Even if you fall into the former group, there couldn’t be a more fitting time to dig up a few of those novellas stacked high on your bookshelf that you never got along to reading.
If you’re struggling with decision fatigue from the countless array of books (all sporting rave reviews), we get it. We’ve put together a list of five essential reads that will make your quarantine far more rewarding, and entertaining.
Little Fires Everywhere by Celeste Ng
This 2017 Celeste Ng New York Times-bestseller is on everyone’s minds right now as it is also a star-studded Hulu series starring Reese Witherspoon and Kerry Washington.
Though the television program is great, the book is even better. You can definitely read Little Fires Everywhere in a quarantine weekend and then binge-watch it the following weekend.
The Decameron by Giovanni Boccaccio
Wanna know how people in 1348 dealt with living during the plague? Well since they didn’t have Netflix, Twitter or phones they had to tell stories to pass the time while in quarantine in Florence. Can you imagine?
The New Yorker’s Joan Acocella wrote in 2013 of the book that centres on seven noblewomen and three men, “Ten tales times ten days: at the end, they will have a hundred stories. That collection, with various introductions and commentaries, is The Decameron.”
Even if you don’t like it, it may give you the inspiration to start writing every day.
Uncanny Valley by Anna Wiener
Remember Silicon Valley? Maybe you even work there or even if you don’t, you will eat up Uncanny Valley, Anna Wiener’s memoir of life as a tech-industry employee in Silicon Valley circa 2013.
Ismail Muhammed of The Atlantic writes, “Uncanny Valley is a different sort of Silicon Valley narrative, a literary-minded outsider’s insider account of an insulated world that isn’t as insular or distinctive as it and we assume. Wiener is our guide to a realm whose denizens have been as in thrall to a dizzying sense of momentum as consumers have been. Not unlike the rest of us, she learned, they have been distracted and self-deluded in embracing an ethos of efficiency, hyper-productivity, and seamless connectivity at any cost. Arrogant software developers, giddy investors, and exorbitantly paid employees — all have been chasing dreams of growth, profits, and personal wealth, without pausing to second-guess the feeling of being ‘on the glimmering edge of a brand-new world’.”
Barrel Fever by David Sedaris
Need a good laugh? Then pick up Barrel Fever, a 1994 David Sedaris classic.
Sedaris’s ability to make us laugh even when he is remarking on some great tragedies is just what we need during this tense time.

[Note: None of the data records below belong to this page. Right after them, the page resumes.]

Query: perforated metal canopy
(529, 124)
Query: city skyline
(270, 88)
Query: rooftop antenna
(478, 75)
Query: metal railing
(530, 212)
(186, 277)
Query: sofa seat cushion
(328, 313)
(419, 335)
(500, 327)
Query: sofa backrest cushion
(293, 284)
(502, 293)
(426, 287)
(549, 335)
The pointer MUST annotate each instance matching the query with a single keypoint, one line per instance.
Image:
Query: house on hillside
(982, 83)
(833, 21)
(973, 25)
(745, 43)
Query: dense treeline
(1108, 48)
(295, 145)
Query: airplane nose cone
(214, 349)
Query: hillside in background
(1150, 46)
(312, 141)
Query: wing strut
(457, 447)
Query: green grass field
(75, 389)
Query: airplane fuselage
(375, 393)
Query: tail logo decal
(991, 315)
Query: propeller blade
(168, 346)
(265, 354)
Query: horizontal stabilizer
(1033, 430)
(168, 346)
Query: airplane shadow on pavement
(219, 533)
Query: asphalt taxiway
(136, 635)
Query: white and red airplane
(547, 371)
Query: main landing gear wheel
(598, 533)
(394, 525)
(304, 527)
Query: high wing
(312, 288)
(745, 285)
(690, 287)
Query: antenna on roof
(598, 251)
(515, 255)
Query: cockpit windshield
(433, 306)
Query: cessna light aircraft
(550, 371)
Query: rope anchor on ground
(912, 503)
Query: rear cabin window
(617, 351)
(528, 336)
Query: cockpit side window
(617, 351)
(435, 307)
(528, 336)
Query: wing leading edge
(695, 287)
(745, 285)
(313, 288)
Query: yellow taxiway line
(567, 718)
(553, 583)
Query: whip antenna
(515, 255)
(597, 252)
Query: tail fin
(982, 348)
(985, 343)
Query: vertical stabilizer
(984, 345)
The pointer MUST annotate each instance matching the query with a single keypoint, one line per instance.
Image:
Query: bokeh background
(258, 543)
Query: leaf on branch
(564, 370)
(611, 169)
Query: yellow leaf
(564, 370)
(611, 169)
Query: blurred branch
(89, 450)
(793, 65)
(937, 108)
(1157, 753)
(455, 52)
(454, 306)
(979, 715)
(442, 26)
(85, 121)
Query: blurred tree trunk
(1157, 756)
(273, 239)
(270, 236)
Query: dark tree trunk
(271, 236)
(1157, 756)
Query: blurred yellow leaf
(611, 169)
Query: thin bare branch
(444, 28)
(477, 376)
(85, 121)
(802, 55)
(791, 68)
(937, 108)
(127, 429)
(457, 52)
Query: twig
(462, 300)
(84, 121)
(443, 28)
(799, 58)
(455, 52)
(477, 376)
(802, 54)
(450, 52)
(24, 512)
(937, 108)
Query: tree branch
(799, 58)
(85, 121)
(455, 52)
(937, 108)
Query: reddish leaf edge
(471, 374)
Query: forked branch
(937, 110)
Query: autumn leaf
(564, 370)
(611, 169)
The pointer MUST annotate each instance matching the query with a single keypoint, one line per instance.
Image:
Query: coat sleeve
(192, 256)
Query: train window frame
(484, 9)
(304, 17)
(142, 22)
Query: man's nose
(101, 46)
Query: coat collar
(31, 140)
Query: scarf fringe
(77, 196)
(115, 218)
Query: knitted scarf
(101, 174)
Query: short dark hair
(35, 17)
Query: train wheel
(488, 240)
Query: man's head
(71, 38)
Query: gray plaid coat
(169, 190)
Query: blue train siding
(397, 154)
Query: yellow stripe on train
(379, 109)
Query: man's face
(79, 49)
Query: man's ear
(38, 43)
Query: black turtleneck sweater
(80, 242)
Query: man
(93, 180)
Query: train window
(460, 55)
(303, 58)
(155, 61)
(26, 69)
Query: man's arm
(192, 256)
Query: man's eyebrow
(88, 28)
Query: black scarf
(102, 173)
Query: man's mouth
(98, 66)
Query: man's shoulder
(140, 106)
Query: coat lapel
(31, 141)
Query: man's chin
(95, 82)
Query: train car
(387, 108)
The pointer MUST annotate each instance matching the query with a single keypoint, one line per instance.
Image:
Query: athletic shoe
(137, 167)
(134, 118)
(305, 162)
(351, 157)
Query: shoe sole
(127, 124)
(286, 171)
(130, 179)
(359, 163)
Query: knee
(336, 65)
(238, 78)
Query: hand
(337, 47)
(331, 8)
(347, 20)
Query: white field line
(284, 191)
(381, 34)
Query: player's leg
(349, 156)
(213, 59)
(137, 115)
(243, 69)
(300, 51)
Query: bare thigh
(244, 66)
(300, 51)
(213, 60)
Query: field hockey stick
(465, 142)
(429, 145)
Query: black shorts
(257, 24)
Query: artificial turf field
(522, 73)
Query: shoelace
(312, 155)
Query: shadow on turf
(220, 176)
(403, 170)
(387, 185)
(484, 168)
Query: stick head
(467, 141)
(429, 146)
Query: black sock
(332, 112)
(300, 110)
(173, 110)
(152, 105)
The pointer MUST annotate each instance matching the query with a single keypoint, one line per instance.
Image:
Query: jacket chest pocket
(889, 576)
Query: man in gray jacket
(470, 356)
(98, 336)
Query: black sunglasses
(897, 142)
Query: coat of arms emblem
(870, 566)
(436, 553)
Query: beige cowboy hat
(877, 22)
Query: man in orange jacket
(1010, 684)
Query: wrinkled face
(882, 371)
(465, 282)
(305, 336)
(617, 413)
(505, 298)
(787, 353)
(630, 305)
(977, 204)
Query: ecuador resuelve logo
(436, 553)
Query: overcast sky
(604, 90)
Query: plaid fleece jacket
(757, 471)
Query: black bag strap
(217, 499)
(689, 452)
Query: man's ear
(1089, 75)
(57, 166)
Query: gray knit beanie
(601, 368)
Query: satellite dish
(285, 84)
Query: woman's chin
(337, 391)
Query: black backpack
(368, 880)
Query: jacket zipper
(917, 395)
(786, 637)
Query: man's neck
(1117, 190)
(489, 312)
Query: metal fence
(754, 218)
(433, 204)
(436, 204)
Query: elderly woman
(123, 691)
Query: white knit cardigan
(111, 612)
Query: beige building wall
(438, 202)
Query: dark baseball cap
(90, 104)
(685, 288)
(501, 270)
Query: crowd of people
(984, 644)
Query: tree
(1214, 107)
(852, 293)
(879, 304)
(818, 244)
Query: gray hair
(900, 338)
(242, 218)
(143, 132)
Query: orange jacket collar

My Year of Rest and Relaxation by Ottessa Moshfegh
Are you struggling with the nothingness of sheltering at home and being isolated? Well, yes, you are human. But imagine if you volunteered to do this.
This is what Ottessa Moshfegh explores in My Year of Rest and Relaxation about an unnamed 20-something woman in New York (the city that never slept until March 2020).
After life gets her down, she decides to chemically induce her own hibernation. On the plus side, she thinks this self-imposed Sleeping Beauty strategy will help her wake up refreshed and rejuvenated. Something to look forward to for all of us.